If you use dist_train.sh to launch training jobs, you can set the port in commands with environment variable PORT.

CUDA_VISIBLE_DEVICES=0,1,2,3 PORT=29500 ./tools/dist_train.sh ${CONFIG_FILE} 4
CUDA_VISIBLE_DEVICES=4,5,6,7 PORT=29501 ./tools/dist_train.sh ${CONFIG_FILE} 4

If you use slurm_train.sh to launch training jobs, you can set the port in commands with environment variable MASTER_PORT.

MASTER_PORT=29500 ./tools/slurm_train.sh ${PARTITION} ${JOB_NAME} ${CONFIG_FILE}
MASTER_PORT=29501 ./tools/slurm_train.sh ${PARTITION} ${JOB_NAME} ${CONFIG_FILE}

Useful tools

We provide lots of useful tools under tools/ directory.

Get the FLOPs and params (experimental)

We provide a script adapted from flops-counter.pytorch to compute the FLOPs and params of a given model.

python tools/get_flops.py ${CONFIG_FILE} [--shape ${INPUT_SHAPE}]

You will get the result like this.

==============================
Input shape: (3, 2048, 1024)
Flops: 1429.68 GMac
Params: 48.98 M
==============================

Note: This tool is still experimental and we do not guarantee that the number is correct. You may well use the result for simple comparisons, but double check it before you adopt it in technical reports or papers.

(1) FLOPs are related to the input shape while parameters are not. The default input shape is (1, 3, 1280, 800). (2) Some operators are not counted into FLOPs like GN and custom operators.

Publish a model

Before you upload a model to AWS, you may want to (1) convert model weights to CPU tensors, (2) delete the optimizer states and (3) compute the hash of the checkpoint file and append the hash id to the filename.

python tools/publish_model.py ${INPUT_FILENAME} ${OUTPUT_FILENAME}

E.g.,

python tools/publish_model.py work_dirs/pspnet/latest.pth psp_r50_hszhao_200ep.pth

The final output filename will be psp_r50_512x1024_40ki_cityscapes-{hash id}.pth.

Convert to ONNX (experimental)

We provide a script to convert model to ONNX format. The converted model could be visualized by tools like Netron. Besides, we also support comparing the output results between Pytorch and ONNX model.
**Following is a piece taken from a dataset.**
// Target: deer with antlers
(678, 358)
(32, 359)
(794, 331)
python tools/pytorch2onnx.py ${CONFIG_FILE} --checkpoint ${CHECKPOINT_FILE} --output-file ${ONNX_FILE} [--shape ${INPUT_SHAPE} --verify]

Note: This tool is still experimental. Some customized operators are not supported for now.

Tutorials

Currently, we provide four tutorials for users to add new dataset, design data pipeline and add new modules, use training tricks. We also provide a full description about the config system.